Ok, so now for the bad news.

  • If you’re thinking about using Basic Authentication, you can forget WCF.  There is no support for nearly any practical scenario for using WCF unless you want to roll out X509 certificates.  Honestly, whoever didn’t think that Basic Auth over SSL would be good to support…..
  • If you want to share types between client and server, think again. It appears that the /reference and /excludeType flags don’t work as they do with svcutil.exe which means a lot of messing around if you want to share types.
  • No built in support within Visual Studio for doing “Add Service Reference”

If you’re like me and spend most of your time in Visual Studio the last point is a real kick in the head – you mean I have to run NetCFSvcUtil from the commandline, Urgh!  At this point I went “forget it – too hard, too broken, not worth the pain” and went back to “Add Web Reference” (which btw works for WCF endpoints that are configured with basicHttpBinding).  This works well with both basic authentication and SSL so suits my scenario.

Now the issue I have with “Add Web Reference” is that it does silly things with certain types.  For example Guids get converted to string.  It also means that if you have two services (eg ServiceA.svc and ServiceB.svc that use the same type (eg Customer) you will end up with multiple types created on the client (eg ServiceA.Customer and ServiceB.Customer). The solution to this lies within the References.cs file that gets generated – this file contains all the types that get created as part of creating the proxy.  If you remove all the additional generated classes (eg ServiceA.Customer).  This will of course cause compile errors because the referenced types can’t be resolve.  To fix this, add a reference to the assembly that contains the type and then add a using statement to the reference.cs to import the missing types.

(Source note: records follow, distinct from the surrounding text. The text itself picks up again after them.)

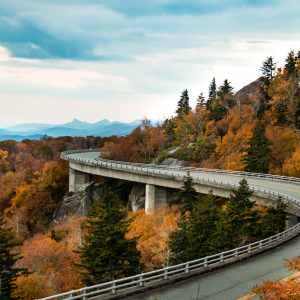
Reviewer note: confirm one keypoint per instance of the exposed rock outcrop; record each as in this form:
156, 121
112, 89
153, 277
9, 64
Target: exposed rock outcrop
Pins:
79, 202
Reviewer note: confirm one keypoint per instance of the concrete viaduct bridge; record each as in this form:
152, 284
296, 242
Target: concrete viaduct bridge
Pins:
226, 283
267, 188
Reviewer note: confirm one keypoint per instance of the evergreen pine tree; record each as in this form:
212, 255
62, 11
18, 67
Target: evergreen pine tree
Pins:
268, 68
8, 258
257, 154
200, 102
281, 110
290, 63
188, 195
243, 219
194, 237
183, 106
225, 89
274, 221
297, 115
106, 254
212, 94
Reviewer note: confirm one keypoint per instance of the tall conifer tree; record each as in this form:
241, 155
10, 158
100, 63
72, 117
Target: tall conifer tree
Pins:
257, 155
183, 106
106, 254
8, 258
212, 94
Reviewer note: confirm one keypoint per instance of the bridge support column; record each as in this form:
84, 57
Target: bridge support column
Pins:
77, 180
291, 220
150, 199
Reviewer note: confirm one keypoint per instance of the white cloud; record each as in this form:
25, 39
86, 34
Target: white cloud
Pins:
4, 54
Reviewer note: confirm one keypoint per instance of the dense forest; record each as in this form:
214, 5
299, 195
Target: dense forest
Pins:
227, 130
256, 129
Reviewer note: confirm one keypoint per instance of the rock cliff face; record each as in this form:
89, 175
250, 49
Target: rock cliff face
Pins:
80, 202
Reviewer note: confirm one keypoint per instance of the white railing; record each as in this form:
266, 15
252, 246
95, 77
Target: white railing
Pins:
113, 163
143, 281
158, 277
179, 174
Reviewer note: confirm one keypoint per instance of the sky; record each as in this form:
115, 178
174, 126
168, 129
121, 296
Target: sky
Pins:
126, 60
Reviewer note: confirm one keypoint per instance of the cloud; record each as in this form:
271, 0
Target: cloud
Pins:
127, 59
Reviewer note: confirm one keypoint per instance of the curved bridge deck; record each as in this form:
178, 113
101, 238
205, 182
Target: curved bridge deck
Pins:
219, 181
231, 282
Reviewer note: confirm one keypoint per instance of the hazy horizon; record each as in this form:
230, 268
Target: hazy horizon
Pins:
122, 61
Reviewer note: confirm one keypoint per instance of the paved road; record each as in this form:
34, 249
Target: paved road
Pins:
232, 281
283, 187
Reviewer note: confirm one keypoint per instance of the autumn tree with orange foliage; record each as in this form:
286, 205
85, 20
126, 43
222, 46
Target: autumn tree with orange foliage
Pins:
51, 259
286, 289
152, 232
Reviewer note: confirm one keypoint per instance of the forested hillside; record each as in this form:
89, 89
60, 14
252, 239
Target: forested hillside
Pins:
255, 129
225, 129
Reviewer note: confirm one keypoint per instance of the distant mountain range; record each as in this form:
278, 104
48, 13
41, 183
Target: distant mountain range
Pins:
76, 127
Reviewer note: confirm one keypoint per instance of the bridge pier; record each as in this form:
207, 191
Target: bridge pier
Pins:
77, 180
150, 199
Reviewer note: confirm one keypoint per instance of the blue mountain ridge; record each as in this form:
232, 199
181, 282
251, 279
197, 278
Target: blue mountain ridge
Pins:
102, 128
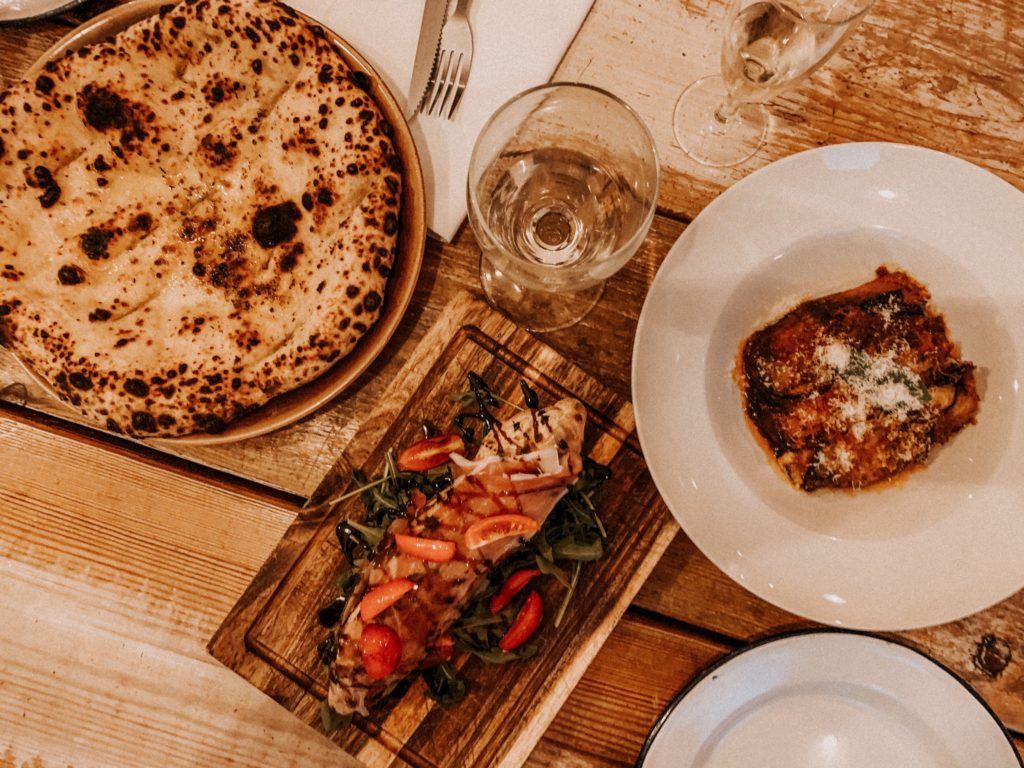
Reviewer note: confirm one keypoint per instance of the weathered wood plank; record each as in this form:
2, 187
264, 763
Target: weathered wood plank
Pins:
946, 76
296, 458
984, 649
505, 713
113, 581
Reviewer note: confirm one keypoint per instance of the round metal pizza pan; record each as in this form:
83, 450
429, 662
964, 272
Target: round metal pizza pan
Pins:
288, 408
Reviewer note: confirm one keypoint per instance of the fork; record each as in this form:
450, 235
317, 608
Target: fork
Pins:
454, 62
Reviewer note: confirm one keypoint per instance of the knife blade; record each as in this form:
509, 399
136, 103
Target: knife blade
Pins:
427, 48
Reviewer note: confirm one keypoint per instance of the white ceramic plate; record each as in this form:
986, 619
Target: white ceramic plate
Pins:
23, 10
830, 699
947, 542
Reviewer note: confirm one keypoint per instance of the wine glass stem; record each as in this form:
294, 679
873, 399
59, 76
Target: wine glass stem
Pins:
726, 110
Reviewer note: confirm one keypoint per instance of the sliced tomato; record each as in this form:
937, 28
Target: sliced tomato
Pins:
383, 596
492, 528
512, 587
434, 550
380, 647
430, 453
524, 624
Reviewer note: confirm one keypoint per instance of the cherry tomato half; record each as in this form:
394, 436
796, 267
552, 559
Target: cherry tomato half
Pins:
381, 650
512, 586
434, 550
383, 596
492, 528
430, 453
524, 624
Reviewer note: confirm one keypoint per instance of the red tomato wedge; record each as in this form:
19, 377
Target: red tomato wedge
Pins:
499, 526
383, 596
380, 647
430, 453
524, 624
434, 550
513, 585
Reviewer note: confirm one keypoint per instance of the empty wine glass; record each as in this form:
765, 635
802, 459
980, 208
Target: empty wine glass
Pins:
561, 192
721, 120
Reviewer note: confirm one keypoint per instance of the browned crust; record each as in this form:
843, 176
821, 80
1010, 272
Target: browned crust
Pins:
199, 215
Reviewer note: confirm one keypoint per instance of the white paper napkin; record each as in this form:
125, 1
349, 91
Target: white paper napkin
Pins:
517, 44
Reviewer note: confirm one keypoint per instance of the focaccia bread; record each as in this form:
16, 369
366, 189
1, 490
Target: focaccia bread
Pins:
855, 388
195, 217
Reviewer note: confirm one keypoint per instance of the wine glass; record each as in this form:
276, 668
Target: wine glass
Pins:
721, 120
561, 192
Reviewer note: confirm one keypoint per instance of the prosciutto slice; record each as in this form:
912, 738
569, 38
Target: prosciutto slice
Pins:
523, 467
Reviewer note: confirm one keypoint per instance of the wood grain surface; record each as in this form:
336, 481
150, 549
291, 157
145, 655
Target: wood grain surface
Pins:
120, 561
508, 707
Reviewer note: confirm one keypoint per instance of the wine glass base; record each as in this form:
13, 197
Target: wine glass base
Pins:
537, 310
708, 139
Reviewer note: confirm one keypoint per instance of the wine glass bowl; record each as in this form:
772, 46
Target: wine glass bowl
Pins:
767, 46
561, 192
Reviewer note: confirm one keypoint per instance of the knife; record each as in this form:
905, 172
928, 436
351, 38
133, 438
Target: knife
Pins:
434, 13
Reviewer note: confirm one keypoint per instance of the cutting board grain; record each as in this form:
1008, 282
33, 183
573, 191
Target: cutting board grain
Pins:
271, 634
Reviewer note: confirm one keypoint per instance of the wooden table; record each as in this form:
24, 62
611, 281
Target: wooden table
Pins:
119, 560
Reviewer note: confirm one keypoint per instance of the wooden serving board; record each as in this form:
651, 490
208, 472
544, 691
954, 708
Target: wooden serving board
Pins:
270, 636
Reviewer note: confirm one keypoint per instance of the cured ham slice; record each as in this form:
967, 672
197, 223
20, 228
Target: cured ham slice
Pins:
522, 469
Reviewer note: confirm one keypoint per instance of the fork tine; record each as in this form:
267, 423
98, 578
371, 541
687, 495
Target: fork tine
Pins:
448, 103
440, 81
460, 88
455, 59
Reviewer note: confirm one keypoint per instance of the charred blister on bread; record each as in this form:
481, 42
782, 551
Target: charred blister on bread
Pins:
855, 388
213, 192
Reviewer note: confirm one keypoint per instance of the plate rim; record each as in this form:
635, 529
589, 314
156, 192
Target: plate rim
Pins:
681, 505
50, 9
758, 644
314, 394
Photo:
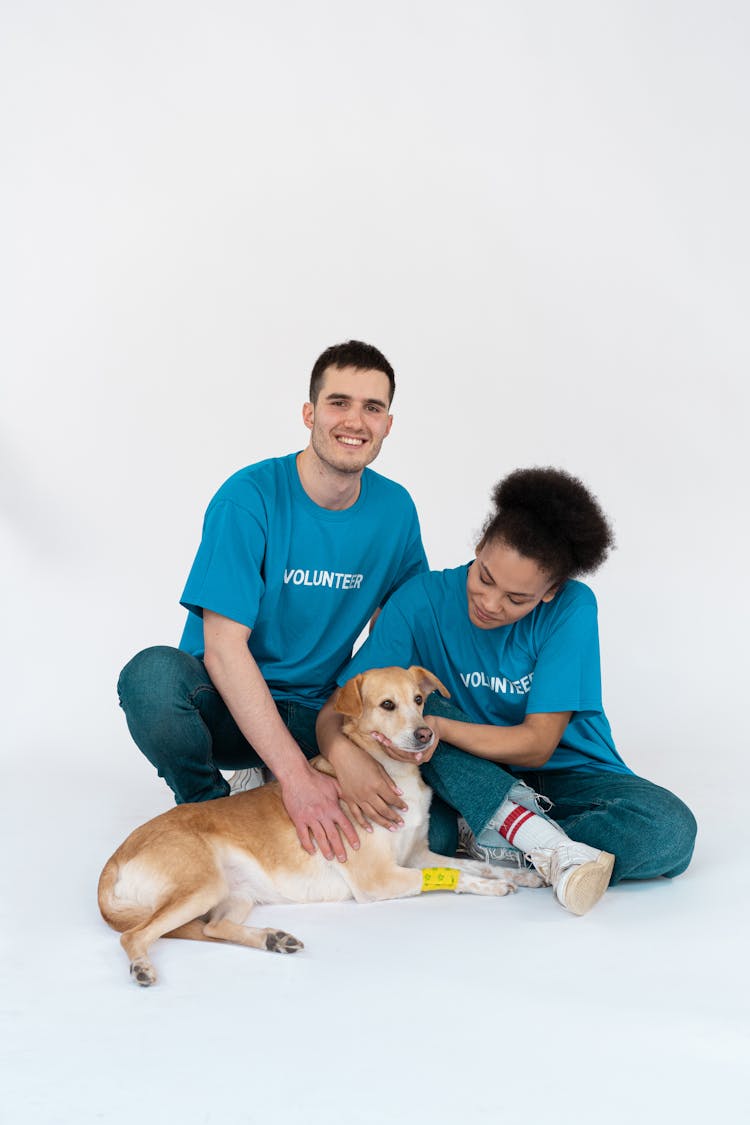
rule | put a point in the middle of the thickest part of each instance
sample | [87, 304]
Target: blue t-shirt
[549, 660]
[304, 578]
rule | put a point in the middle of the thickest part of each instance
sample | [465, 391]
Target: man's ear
[349, 699]
[428, 682]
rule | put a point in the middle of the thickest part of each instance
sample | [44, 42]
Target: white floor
[440, 1008]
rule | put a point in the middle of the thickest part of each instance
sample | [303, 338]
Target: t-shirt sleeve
[390, 644]
[227, 574]
[568, 675]
[413, 560]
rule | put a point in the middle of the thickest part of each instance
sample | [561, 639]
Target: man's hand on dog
[312, 801]
[369, 791]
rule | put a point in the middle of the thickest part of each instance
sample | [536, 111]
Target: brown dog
[198, 870]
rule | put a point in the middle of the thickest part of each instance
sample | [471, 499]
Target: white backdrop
[540, 213]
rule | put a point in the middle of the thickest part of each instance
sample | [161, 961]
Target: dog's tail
[117, 912]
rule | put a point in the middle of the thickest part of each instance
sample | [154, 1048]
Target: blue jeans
[649, 830]
[183, 727]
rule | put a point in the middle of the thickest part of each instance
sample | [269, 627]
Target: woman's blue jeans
[180, 722]
[649, 830]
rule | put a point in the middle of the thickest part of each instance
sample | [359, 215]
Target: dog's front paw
[526, 876]
[143, 972]
[277, 941]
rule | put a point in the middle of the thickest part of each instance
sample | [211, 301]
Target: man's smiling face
[350, 419]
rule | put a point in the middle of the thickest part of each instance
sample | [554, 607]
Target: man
[297, 554]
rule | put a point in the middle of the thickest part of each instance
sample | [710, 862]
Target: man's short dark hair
[353, 353]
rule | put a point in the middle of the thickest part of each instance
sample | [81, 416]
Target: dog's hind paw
[278, 942]
[143, 972]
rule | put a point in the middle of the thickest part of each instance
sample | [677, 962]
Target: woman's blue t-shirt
[547, 662]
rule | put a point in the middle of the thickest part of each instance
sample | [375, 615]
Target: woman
[514, 638]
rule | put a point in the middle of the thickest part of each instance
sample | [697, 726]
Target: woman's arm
[529, 745]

One last point – In order for this to work you will probably have to annotate your shared types with xml attributes. For example:

[System.Xml.Serialization.XmlTypeAttribute(Namespace = "http://myschemas/DataTransferObjects")]
public class Customer
{

I do wish that Microsoft would do something about the dire state of affair around WCF from .NET Compact Framework, but in the meantime I’d still with Add Web Reference.